Preparation of ethyl 2-methyl-5-oxo-4,5-dihydrothiazolo[5,4-b]pyridine-6-carboxylate (9)
In a two-necked flask equipped with a reflux condenser, 8 (100 mg, 0.314 mmol) and glacial acetic acid (5 mL) were stirred and heated at reflux. To this solution was added iron powder (250 mg, 4.46 mmol) and the stirred mixture was heated at reflux for 2 h. After cooling, the solution was filtered through Celite and washed with glacial acetic acid. The acetic acid solution was evaporated on a rotary evaporator and the residue made basic with aqueous Na2CO3. The aqueous layer was extracted with chloroform. The combined organic layer was dried over MgSO4 and evaporated to give 70 mg of 9 (90% yield).
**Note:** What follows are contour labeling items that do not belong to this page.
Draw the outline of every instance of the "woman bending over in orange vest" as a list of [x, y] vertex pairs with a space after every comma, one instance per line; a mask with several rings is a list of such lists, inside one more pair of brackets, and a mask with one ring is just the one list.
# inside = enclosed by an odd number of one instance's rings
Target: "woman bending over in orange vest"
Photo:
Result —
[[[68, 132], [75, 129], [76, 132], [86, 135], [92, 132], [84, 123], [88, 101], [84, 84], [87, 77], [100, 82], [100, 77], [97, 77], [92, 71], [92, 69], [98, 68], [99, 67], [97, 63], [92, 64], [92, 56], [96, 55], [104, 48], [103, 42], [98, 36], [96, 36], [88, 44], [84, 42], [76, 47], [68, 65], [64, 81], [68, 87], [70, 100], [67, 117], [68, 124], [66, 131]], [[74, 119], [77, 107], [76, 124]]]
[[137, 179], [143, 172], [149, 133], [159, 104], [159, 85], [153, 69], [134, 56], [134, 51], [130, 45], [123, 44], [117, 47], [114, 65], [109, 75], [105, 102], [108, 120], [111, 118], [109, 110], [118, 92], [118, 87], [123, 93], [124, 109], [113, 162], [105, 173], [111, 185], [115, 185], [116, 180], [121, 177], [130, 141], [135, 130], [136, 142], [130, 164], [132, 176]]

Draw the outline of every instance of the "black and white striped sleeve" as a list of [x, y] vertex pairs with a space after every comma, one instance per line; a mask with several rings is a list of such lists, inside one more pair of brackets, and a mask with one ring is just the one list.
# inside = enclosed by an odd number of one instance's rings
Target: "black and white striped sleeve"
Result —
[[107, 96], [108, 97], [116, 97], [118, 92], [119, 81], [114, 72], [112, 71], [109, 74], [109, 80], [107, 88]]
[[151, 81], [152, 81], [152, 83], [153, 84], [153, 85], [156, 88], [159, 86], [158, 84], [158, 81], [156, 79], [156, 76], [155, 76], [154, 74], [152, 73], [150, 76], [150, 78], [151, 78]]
An analytical sample of 9 was obtained as a beige solid, mp 114.6 °C, by crystallization (isopropanol); 1H-NMR (CDCl3) δ: 1.43 (t, J = 6.8 Hz, 3H, CH2CH3), 2.78 (s, 3H, CH3), 4.46 (q, J = 6.8 Hz, 2H, CH2CH3), 8.61 (s, 1H, Ar-H), 11.63 (s, 1H, NH); 13C-NMR (CDCl3) δ: 14.0 (CH3), 20.8 (CH3), 62.6 (CH2), 106.3 (C), 132.3 (CH), 141.2 (C), 162.4 (C), 163.6 (C), 166.1 (C), 169.3 (C); Anal. Calcd for C10H10N2O3S : C, 50.41; H, 4.23; N, 11.76. Found : C, 50.44; H, 4.20; N, 11.68.